Woman Left Paralyzed Soon after Giving Birth Shares She Learnt to Walk with Her Daughter

Only in her early twenties, tragedy struck when Aiysha Hancock became paralyzed acutely. The incident left her learning to walk alongside her baby daughter.

Aiysha birthed her first child, Aurora, in perfect health. There was nothing to foretell the terrible incident, and the young mother would raise her daughter until she was about seven months old. The unthinkable happened when Hancock suddenly became paralyzed, one of the complications of Guillain Barre Syndrome {GBS}.

Although of rare prevalence, Guillain-Barré syndrome is still considered a severe condition that should be treated with urgency as it progresses quite fast. It happens when a person's immune system starts to attack its nervous system. It mainly affects the upper and lower extremities.

One of the critical telltale signs of the disease is that there is a prickling sensation felt in the extremities. Hancock explained that she started feeling this sometime in the middle of the night and that it never ceased even after she made efforts to stretch her legs.

The disease quickly progressed into weakness with the young mother of one explaining that it became challenging for her to get out of bed.

Hancock:

“Even heaving myself up and getting to the end of the bed was a huge effort. My body felt like it weighed a ton. Something clearly wasn't right.”

It was then that she became fearful that her childhood disease had returned. Hancock revealed to sources that this wouldn't be the first time she's experiencing GBS. When she was just three years old, she became paralyzed and had needed a ventilator to breathe.

She said:

“I spent six months of my childhood in hospital and had to learn how to walk, talk and smile all over again. I was even put on a ventilator because I couldn't breathe unaided.”

It was why her call to her parents elicited great urgency as they rushed to the emergency room with her mum staying back to watch over little Aurora.

Hancock was in so much agony that the doctors had to put her in an induced coma.

Hancock:

“Doctors were forced to put me in an induced coma to give me the best chance at survival. Once again, I was put on a ventilator to help me breathe, and they pumped me full of medication to try to halt the damage on my heart and lungs.”

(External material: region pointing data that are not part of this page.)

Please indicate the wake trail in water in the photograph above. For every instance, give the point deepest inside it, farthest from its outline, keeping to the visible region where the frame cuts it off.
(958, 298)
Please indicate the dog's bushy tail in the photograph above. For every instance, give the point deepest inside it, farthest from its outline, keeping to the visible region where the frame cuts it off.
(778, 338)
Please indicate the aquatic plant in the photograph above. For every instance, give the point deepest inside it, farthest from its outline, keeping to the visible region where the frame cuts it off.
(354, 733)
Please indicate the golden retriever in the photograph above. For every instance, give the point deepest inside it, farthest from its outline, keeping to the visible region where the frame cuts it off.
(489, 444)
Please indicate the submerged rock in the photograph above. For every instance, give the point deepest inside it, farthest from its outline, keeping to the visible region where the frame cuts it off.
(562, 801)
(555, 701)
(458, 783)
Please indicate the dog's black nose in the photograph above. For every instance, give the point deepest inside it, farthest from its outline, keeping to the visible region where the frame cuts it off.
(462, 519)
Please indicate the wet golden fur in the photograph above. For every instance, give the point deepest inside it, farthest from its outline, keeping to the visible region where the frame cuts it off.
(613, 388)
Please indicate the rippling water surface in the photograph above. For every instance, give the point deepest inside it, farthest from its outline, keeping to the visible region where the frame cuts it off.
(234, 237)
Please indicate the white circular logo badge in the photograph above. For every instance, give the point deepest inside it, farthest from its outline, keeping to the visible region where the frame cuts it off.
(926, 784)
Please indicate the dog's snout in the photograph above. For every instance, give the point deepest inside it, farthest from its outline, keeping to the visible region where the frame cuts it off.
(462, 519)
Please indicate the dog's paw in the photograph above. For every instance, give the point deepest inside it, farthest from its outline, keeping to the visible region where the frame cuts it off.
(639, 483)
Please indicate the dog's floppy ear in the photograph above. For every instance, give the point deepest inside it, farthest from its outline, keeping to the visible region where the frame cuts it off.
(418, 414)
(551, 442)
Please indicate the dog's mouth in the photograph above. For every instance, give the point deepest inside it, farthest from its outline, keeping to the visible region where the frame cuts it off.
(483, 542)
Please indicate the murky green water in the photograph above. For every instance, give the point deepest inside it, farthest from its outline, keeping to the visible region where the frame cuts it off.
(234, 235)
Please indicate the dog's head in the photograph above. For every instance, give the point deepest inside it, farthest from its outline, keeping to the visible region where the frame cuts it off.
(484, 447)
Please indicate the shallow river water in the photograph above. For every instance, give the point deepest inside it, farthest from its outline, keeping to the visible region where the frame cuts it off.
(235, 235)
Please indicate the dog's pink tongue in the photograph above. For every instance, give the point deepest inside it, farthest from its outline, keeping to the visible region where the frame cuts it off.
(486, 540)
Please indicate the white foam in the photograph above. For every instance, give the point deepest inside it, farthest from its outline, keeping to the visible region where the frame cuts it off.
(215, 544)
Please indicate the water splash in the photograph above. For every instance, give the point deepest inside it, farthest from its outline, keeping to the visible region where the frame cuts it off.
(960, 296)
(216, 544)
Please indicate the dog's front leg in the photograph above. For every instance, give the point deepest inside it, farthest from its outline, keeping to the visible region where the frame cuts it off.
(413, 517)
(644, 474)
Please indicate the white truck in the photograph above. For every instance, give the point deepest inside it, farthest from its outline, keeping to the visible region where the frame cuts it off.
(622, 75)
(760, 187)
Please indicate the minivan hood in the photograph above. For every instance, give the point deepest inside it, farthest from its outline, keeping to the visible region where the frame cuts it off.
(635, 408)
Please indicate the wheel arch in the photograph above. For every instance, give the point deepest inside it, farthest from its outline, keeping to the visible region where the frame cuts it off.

She remained unconscious for over a month and woke to find her daughter looked even more grown than she remembered. The sight of her little girl gave her the hope she needed to get back on her feet, and after staying in the hospital for a little over two months, Hancock is now well on her way to achieving a full recovery.

Hancock:

“With daily physiotherapy, I could eventually move my arms and legs. In a strange twist of fate, Aurora and I started learning to walk and talk at the same time - and soon I was struggling to keep up with her.”

The young mother explained that although it's a tasking process, she's not going to let it discourage her because she knows things could have gotten a lot worse. Hancock now plans to raise awareness for and create a support group for people struck with GBS.

The cause of GBS remains unknown, but it has been found to follow a viral infection frequently. According to NHS, Campylobacter infections have been mainly known to set off GBS. It is incurable, and medical treatment only strives to return the nervous system to its normal function.